Now this is more like it. No longer am I forced to venture into the Kasterborous staffroom when I feel the need for company, which is just as well since Cawley seems set on filling it with self-professed geeks; no now I am being entertained at the very highest level.
Myself and Lord Stormageddon are guests of The Parliament of the Daleks and they know how to entertain their guests.
Granted that since we are not native to any particular iteration of Skaro we are forced to sit up the back in a space that was once reserved for the Special Weapons Dalek, but still I feel quite honoured. We sit through some rather interesting items of Dalek business including the dispatch of a team to wipe some of the 60s episodes. However my interest is truly piqued when a team of Daleks wheel in what appears to be an earlier version of my own trusted TARDIS.
Shortly after, my eleventh self and the family Pond are escorted into the chamber at plunger point and suddenly the reason for my invitation becomes crystal clear; they’re going to execute my former self and as per the Act of Master Restitution they require a member of the Gallifreyan High Council to sanction such an act. As a former President I’ll be more than happy to put the official Seal of Rassilon on such an act.
But it would seem that they’re not even going to wait for my approval and the bow tie wearing fool is bracing himself for a sudden extermination when something that neither of us were expecting occurs. The metal morons start begging to be saved. Fools! Why my fourth self chose to participate in the Genesis of the Daleks rather than the Genocide I’ll never know.
Still he’s swiftly thrown off the Parliament and down towards the Dalek Asylum, but I have my concerns about the thought put into this particular plan. What follows on the Daleks’ view screens flows very much like an episode of the floppy haired idiot’s show, so much so that I find myself subconsciously reviewing it.
All begins well as the Ginger Pond and the Raggedy Doctor stumble into a spaceship full of Dalek Zombies after leaving Rory trapped down in a vault packed full of dusty old Daleks from the first run of my predecessors. I’ll confess to being quite excited to view the Special Weapons Dalek and make a mental note to call into the vault to pick one up before my triumphant return to Kasterborous Towers. Watching the usually formidable Rory tiptoe round a collection of some of the most ruthless, if not the smartest, killers in the known universe makes for rather tense viewing.
The three of them only seem to make progress due to an inside source and again I’m forced to wonder if Davros could have made his creations just a little more reliable in the old brains circuits.
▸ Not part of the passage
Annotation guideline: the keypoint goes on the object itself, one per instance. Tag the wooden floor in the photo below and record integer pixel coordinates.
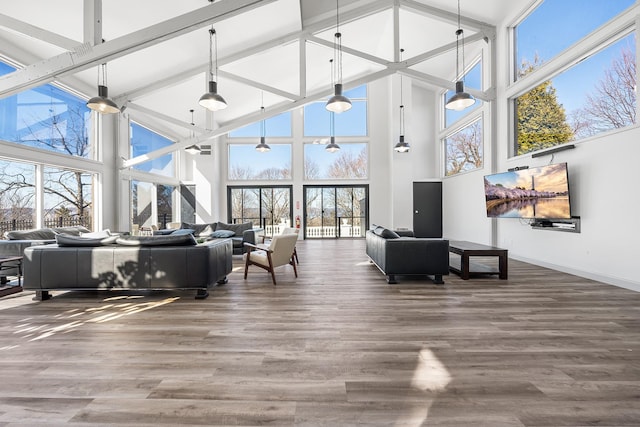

Needless to say the Doctor manages to complete his assigned task by talking an awful lot and straightening his bowtie. Although I must confess the look on his face when he discovers that the latest female he planned to kidnap and tour the stars with is in actual fact a Dalek will stay with me for a very long time and keep me quite amused during otherwise dull nights. Besides, if you’re going to have a Dalek for a companion surely you’d want a Special Weapons Dalek? I mean, have you seen the size of it’s gun? It’s almost worth the complete lack of plunger.
Still I remain in my seat as the improvised Dalek task force return to the Parliament, surely now there’s nothing to prevent the Sons of Skaro from finally executing him.
Except they now have no idea who he is. How did that happen? They’re just letting him go. Fools! They think he’s just another humanoid as he’s scarpering in his TARDIS.
But, wait a moment; if they don’t know who he is how are they going to know who I am? I can already feel a rather unpleasant number of eyestalks turning my way. Thankfully Lord Stormageddon has, as always, anticipated my needs and has my TARDIS ready for a swift departure.